Monkeypox may be mutating faster than predicted, study finds

The virus that is fueling a spike in smallpox cases around the world may be mutating more quickly than anticipated as it spreads from person to person, a study said, as authorities move to broaden eligibility. for vaccines for more groups considered at risk.

This evolution may explain why this smallpox strain appears to be more transmissible, researchers in Portugal wrote in a study published in Nature Medicine on Friday.

One of the authors of the study, João Paulo Gomes, from the National Institute of Health of Portugal, in Lisbon, said that the world is facing an outbreak “caused by a virus that presents [many] more mutations than we could expect for this type of virus.”

“It was quite unexpected to find so many mutations in the 2022 monkeypox virus,” said Gomes. “In fact, given the characteristics of the genome of this type of virus, it is likely that no more than one or two mutations arise each year.”

His team, in fact, observed about 50. Viruses such as monkeypox tend to be relatively stable, and previous outbreaks tended to disappear whenever a case was detected in places where the disease was not endemic.

The World Health Organization has convened a meeting of one of its advisory groups to determine whether the current outbreak of monkeypox should be classified as a public health emergency of international concern, the highest designation under international law.
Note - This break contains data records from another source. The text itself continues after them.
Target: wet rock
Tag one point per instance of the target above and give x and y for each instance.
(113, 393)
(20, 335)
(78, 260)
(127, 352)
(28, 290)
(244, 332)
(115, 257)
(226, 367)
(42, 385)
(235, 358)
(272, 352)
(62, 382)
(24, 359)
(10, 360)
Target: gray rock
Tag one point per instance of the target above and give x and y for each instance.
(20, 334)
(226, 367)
Covid-19, for example, is classified as such. The decision could come out as early as Friday.

The WHO does not have the authority to call the start of a pandemic, but it began using the term Covid in March 2020 to raise awareness of the disease.

Gomes’ research used metagenomics, which can help reconstruct genomic sequences in a time series. His institution published the first draft of the virus genome in this outbreak last month.
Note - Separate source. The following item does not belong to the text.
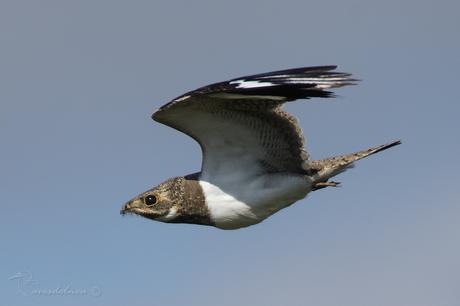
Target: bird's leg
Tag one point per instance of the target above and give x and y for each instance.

Globally, health officials are closely monitoring the evolution of the outbreak. New York City on Thursday became the latest area to expand vaccination; opened eligibility for men who have sex with men who have had multiple or anonymous partners in the last 14 days. Previously, it had offered the vaccine, designed for smallpox but which has been shown to protect against smallpox, to contacts of confirmed or probable cases.

The UK and parts of Canada have also expanded use of the vaccine, which uses Bavarian Nordic’s Imvanex biotechnology. More than 3,000 cases have been reported to date, according to Our World in Data.

Monkeypox was first identified decades ago, although authorities have pointed to a relative lack of literature on the subject. Some said this is due to the previously limited area of ​​spread of the disease.